ICNF afirma que a área onde decorre o abate não se encontra abrangida por qualquer regime de proteção
O abate de pinheiros em terrenos privados na zona do Cabeço da Flauta, na área da Lagoa de Albufeira, está a preocupar residentes do concelho de Sesimbra que deram conta da situação a O SETUBALENSE e à Associação Nacional de Conservação da Natureza – Quercus.
Dizem estes cidadãos que tem vindo a acontecer nas últimas semanas na envolvente da Lagoa de Albufeira, “cortes extensivos de árvores na zona da Mata da Apostiça e do Cabeço da Flauta, incluindo pinheiros-mansos e outras espécies”, isto em “áreas próximas de um ecossistema lagunar de elevado valor ecológico e social para a região”.
Lembram estes cidadãos que a Lagoa de Albufeira é um espaço natural “muito frequentado pela população e integra territórios classificados como Reserva Ecológica Nacional e Zona de Proteção Especial para aves, o que torna particularmente relevante que qualquer intervenção neste território seja acompanhada de informação clara e transparente para a comunidade”.
No comunicado enviado a O SETUBALENSE, referem ainda que “muitos moradores e frequentadores da zona continuam sem compreender plenamente o enquadramento destas intervenções, o seu objetivo, a área total abrangida e os eventuais impactos ambientais associados.
Com a Quercus a recomendar a estes cidadãos que reportem a situação para o Núcleo Regional de Setúbal, que acompanha as matérias ambientais da região, a Câmara Municipal de Sesimbra afirma que está a seguir as preocupações manifestadas por residentes relativamente aos trabalhos de abate de pinheiros em terrenos privados na zona do Cabeço da Flauta, na área da Lagoa de Albufeira.
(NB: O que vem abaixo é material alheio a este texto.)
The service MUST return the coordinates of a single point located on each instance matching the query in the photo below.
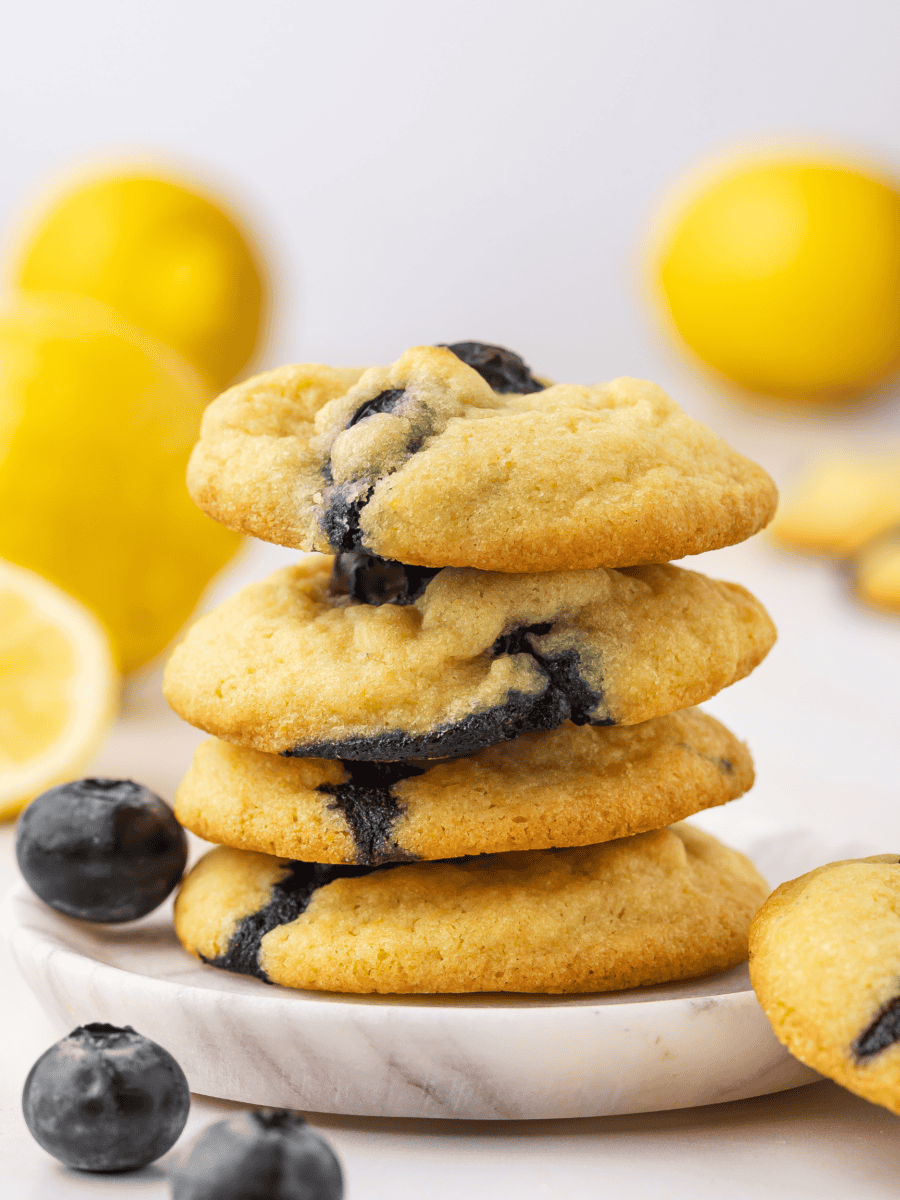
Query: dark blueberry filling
(883, 1032)
(291, 897)
(370, 808)
(373, 580)
(521, 713)
(516, 641)
(343, 508)
(384, 402)
(567, 681)
(567, 696)
(503, 370)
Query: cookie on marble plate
(573, 786)
(463, 659)
(459, 456)
(664, 905)
(825, 963)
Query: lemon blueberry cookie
(825, 961)
(295, 665)
(669, 904)
(571, 786)
(459, 456)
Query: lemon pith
(58, 687)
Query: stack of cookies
(448, 749)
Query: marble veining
(489, 1057)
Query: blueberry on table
(106, 1099)
(258, 1156)
(105, 850)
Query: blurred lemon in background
(96, 424)
(785, 276)
(58, 687)
(168, 259)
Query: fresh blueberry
(258, 1156)
(106, 1099)
(102, 850)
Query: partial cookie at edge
(825, 961)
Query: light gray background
(431, 172)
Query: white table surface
(821, 718)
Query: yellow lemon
(96, 424)
(58, 687)
(784, 275)
(171, 261)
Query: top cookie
(437, 462)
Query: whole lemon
(785, 276)
(167, 258)
(96, 424)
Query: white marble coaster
(485, 1056)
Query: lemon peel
(58, 687)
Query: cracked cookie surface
(665, 905)
(825, 963)
(573, 786)
(292, 666)
(426, 463)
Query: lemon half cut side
(58, 687)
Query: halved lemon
(58, 687)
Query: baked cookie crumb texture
(453, 750)
(436, 461)
(664, 905)
(825, 961)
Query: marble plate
(490, 1057)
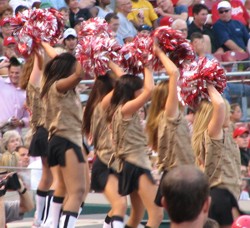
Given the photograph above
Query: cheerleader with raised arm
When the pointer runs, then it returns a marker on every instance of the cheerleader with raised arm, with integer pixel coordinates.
(218, 156)
(63, 106)
(31, 81)
(130, 144)
(167, 127)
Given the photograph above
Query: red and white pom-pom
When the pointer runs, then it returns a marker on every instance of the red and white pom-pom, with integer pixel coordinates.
(34, 26)
(94, 53)
(182, 54)
(134, 56)
(168, 38)
(93, 27)
(194, 79)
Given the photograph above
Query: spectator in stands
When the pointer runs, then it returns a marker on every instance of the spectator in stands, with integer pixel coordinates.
(200, 15)
(3, 3)
(114, 23)
(101, 8)
(199, 45)
(23, 155)
(14, 210)
(126, 30)
(76, 12)
(10, 141)
(13, 113)
(20, 9)
(6, 11)
(9, 44)
(28, 3)
(70, 40)
(55, 3)
(186, 198)
(5, 27)
(231, 34)
(65, 12)
(86, 4)
(181, 25)
(143, 12)
(166, 8)
(210, 223)
(238, 12)
(241, 137)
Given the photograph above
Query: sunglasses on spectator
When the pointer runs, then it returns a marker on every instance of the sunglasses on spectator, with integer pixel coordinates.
(244, 136)
(223, 11)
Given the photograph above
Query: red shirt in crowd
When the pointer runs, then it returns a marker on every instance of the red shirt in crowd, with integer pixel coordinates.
(239, 12)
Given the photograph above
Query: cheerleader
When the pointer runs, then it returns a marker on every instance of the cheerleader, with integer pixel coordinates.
(31, 81)
(130, 146)
(63, 108)
(218, 156)
(96, 127)
(167, 128)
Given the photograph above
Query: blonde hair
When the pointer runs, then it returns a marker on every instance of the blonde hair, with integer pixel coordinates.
(10, 160)
(7, 136)
(202, 118)
(26, 72)
(159, 97)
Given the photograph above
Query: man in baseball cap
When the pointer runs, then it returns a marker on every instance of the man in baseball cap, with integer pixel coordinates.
(224, 4)
(70, 40)
(9, 41)
(6, 27)
(241, 137)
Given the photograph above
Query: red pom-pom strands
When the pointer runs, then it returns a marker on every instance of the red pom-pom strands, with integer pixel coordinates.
(96, 45)
(136, 55)
(33, 26)
(174, 45)
(194, 79)
(94, 27)
(168, 38)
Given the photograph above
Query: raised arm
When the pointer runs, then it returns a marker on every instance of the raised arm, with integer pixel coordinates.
(133, 106)
(172, 102)
(36, 74)
(26, 201)
(49, 50)
(219, 112)
(118, 72)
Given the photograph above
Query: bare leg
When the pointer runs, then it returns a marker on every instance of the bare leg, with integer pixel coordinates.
(137, 210)
(147, 192)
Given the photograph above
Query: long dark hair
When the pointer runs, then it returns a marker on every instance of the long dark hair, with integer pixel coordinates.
(102, 86)
(57, 68)
(124, 91)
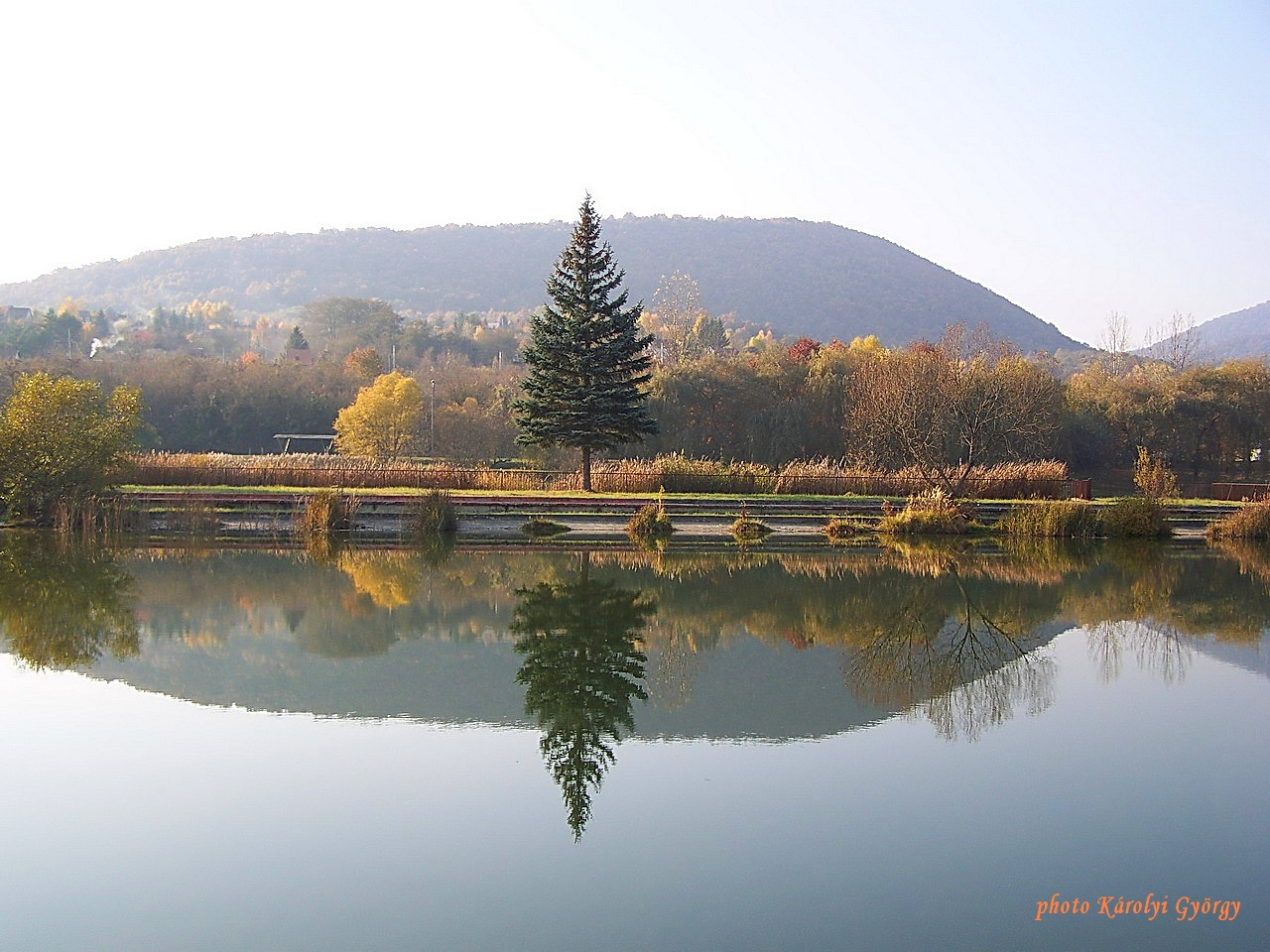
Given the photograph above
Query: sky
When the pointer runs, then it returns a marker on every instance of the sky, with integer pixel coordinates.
(1083, 159)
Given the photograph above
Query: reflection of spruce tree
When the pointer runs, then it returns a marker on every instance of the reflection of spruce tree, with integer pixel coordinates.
(580, 673)
(63, 607)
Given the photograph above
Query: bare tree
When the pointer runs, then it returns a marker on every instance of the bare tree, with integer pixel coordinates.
(948, 409)
(1176, 340)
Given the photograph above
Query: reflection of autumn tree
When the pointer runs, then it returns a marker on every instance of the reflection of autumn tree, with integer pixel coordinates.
(580, 673)
(1157, 649)
(962, 661)
(64, 606)
(391, 579)
(675, 667)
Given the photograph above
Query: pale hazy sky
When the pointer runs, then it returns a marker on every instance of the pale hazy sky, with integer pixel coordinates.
(1079, 158)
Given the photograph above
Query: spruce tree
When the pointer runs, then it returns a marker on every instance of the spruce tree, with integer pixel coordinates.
(587, 358)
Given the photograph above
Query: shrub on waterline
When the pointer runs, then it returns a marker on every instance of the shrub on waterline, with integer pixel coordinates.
(1061, 518)
(434, 515)
(1133, 518)
(1251, 522)
(649, 524)
(931, 513)
(841, 530)
(325, 515)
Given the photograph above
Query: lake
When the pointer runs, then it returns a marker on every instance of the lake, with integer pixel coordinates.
(915, 748)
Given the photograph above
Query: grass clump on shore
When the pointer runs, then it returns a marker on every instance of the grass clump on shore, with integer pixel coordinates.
(931, 513)
(1060, 518)
(1133, 518)
(1251, 522)
(649, 525)
(747, 530)
(842, 530)
(435, 515)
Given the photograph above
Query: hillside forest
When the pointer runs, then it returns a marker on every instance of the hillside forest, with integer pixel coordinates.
(211, 384)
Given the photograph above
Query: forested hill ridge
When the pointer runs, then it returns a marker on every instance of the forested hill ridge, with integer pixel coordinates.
(1236, 335)
(801, 278)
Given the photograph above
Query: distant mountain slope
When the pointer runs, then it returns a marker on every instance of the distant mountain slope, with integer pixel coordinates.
(1233, 335)
(811, 278)
(1227, 338)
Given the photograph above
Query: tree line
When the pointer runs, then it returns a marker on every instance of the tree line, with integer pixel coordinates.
(601, 376)
(785, 402)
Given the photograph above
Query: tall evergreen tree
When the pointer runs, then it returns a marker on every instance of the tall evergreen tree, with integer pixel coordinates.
(587, 358)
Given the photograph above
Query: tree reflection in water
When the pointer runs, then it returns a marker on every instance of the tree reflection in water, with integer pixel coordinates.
(1157, 649)
(962, 658)
(64, 606)
(581, 671)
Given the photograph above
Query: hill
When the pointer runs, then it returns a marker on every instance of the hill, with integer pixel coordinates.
(1230, 336)
(1234, 335)
(802, 278)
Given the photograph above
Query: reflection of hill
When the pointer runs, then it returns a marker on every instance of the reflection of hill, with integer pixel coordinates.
(753, 645)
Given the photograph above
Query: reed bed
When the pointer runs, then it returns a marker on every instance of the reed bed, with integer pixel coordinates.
(1251, 522)
(671, 474)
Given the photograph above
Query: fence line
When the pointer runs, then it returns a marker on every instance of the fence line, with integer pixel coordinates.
(608, 480)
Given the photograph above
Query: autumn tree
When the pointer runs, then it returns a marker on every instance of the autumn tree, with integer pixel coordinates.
(588, 361)
(63, 442)
(384, 417)
(341, 324)
(947, 409)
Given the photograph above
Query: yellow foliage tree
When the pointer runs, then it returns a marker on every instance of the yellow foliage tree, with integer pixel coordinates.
(384, 417)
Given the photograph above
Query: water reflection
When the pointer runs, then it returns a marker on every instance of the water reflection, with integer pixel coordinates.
(581, 671)
(739, 645)
(64, 606)
(962, 654)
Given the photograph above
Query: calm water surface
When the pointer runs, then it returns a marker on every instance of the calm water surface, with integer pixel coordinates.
(610, 751)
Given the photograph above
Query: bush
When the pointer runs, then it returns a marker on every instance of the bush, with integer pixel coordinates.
(1067, 518)
(1251, 522)
(1133, 518)
(322, 515)
(435, 515)
(1153, 476)
(839, 529)
(931, 513)
(749, 530)
(649, 524)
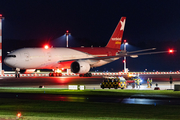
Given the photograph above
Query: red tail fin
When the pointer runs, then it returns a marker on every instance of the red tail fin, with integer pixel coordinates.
(116, 38)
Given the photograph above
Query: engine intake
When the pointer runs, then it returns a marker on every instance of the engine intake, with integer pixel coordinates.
(80, 67)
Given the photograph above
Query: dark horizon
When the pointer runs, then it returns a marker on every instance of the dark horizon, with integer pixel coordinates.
(150, 23)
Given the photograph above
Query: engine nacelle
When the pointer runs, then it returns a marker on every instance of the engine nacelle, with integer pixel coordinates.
(80, 67)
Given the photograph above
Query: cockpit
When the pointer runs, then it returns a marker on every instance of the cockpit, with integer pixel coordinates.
(11, 56)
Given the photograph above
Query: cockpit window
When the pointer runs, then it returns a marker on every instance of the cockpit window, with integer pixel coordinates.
(11, 55)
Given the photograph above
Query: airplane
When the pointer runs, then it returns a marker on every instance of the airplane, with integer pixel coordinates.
(79, 59)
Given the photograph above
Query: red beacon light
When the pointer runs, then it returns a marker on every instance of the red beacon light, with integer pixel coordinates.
(46, 47)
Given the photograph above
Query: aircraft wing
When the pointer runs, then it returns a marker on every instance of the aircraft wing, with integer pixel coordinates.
(125, 54)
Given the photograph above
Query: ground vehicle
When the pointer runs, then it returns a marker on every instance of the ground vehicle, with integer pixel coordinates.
(114, 82)
(134, 79)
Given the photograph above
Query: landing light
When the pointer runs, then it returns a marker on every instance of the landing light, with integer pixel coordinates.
(171, 51)
(46, 47)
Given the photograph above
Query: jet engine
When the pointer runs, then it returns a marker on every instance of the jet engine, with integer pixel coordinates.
(80, 67)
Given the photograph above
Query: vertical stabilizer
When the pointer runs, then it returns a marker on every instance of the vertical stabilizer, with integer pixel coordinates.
(116, 38)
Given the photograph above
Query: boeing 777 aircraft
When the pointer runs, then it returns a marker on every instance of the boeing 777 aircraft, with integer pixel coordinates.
(79, 60)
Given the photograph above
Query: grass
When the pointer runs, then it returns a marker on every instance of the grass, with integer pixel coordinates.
(99, 92)
(59, 110)
(75, 110)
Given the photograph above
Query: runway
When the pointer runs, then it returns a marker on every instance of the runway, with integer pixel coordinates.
(89, 82)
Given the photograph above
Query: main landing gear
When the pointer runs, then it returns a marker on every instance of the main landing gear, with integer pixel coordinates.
(85, 75)
(55, 74)
(17, 73)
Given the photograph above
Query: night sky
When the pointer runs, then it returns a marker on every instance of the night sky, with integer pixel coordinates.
(149, 23)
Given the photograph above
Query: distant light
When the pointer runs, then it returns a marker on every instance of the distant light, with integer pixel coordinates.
(19, 115)
(171, 51)
(58, 71)
(46, 47)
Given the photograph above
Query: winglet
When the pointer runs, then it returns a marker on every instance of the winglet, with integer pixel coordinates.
(116, 38)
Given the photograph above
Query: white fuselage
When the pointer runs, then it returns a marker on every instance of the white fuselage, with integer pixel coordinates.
(40, 58)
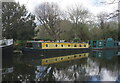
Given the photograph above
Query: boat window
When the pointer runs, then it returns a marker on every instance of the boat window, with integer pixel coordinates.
(46, 61)
(55, 59)
(80, 45)
(75, 45)
(100, 43)
(75, 56)
(68, 57)
(46, 45)
(61, 58)
(68, 45)
(56, 45)
(104, 43)
(29, 45)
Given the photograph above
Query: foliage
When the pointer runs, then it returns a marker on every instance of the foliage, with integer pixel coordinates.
(17, 22)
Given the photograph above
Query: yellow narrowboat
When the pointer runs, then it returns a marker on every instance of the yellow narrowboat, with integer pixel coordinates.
(39, 47)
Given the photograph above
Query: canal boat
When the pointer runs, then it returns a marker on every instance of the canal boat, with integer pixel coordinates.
(40, 48)
(104, 44)
(6, 47)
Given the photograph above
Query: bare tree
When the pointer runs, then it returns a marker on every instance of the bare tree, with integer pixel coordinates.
(77, 15)
(49, 16)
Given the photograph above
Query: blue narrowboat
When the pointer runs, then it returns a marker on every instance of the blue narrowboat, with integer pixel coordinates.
(104, 44)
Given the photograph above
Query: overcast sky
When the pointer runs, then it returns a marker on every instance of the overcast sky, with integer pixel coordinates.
(94, 6)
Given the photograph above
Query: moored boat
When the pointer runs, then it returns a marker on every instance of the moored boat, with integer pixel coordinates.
(6, 47)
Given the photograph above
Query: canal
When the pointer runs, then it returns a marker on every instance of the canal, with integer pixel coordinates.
(87, 66)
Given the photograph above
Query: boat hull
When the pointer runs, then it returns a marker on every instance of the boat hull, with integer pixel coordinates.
(107, 48)
(53, 51)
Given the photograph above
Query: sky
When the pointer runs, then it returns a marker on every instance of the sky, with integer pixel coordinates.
(94, 6)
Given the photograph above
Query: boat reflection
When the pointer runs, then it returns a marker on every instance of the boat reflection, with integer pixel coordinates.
(64, 58)
(105, 54)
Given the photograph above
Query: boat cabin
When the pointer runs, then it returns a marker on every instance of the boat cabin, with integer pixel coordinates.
(55, 45)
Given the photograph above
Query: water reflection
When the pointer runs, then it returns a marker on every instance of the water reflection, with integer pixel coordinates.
(92, 66)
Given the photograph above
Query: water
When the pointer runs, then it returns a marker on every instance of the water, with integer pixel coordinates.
(91, 66)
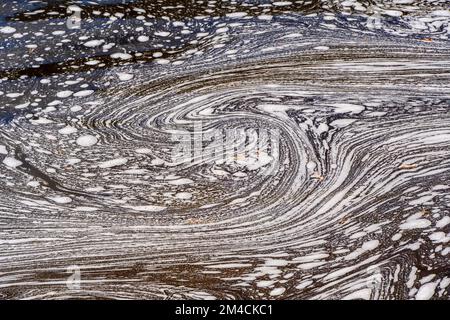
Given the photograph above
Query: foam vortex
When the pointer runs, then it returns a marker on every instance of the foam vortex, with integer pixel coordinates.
(355, 204)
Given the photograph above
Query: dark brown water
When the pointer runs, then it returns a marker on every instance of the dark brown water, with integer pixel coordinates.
(224, 149)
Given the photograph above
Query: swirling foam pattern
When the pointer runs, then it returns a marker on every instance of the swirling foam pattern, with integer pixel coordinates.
(357, 208)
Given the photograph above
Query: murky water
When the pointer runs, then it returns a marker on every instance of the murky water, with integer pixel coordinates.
(348, 197)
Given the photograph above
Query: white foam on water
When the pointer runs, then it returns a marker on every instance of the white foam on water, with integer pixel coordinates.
(87, 141)
(113, 163)
(11, 162)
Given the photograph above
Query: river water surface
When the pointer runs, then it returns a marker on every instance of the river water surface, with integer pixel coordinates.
(350, 199)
Diz ainda que, “desde o primeiro momento, tem vindo a acompanhar esta situação junto do Instituto da Conservação da Natureza e das Florestas (ICNF), entidade competente em matéria de gestão e fiscalização florestal, por forma a aferir da legalidade da mesma”.
De acordo com o esclarecimento público divulgado recentemente pelo ICNF, “estas intervenções enquadram-se em operações de exploração florestal realizadas ao abrigo da legislação aplicável e devidamente comunicadas às autoridades”.
Reporta a autarquia que o ICNF “esclarece ainda que a área onde decorre o abate não se encontra abrangida por qualquer regime de proteção”.
Através da sua página online, o ICNF dá a saber que o corte de pinheiros-mansos na Herdade do Cabeço da Flauta decorre em propriedade privada e “não está inserido em Zona Especial de Conservação nem em área abrangida pela Rede Nacional de Áreas Protegidas”.
Esclarece ainda a operação de exploração florestal em curso “não carece, nos termos da lei, de qualquer autorização do ICNF, pelo que não foi emitida pelo ICNF qualquer autorização para a referida operação”.
A isto acrescenta que nas ações de fiscalização realizadas, “verificou-se que as empresas responsáveis pela execução dos trabalhos não realizaram corte de qualquer espécie protegida, nem alteração do uso do solo”.
Entre as questões levantadas pelos residentes e o esclarecimento do ICNF, garante a Câmara e Sesimbra que irá continuar a acompanhar o processo.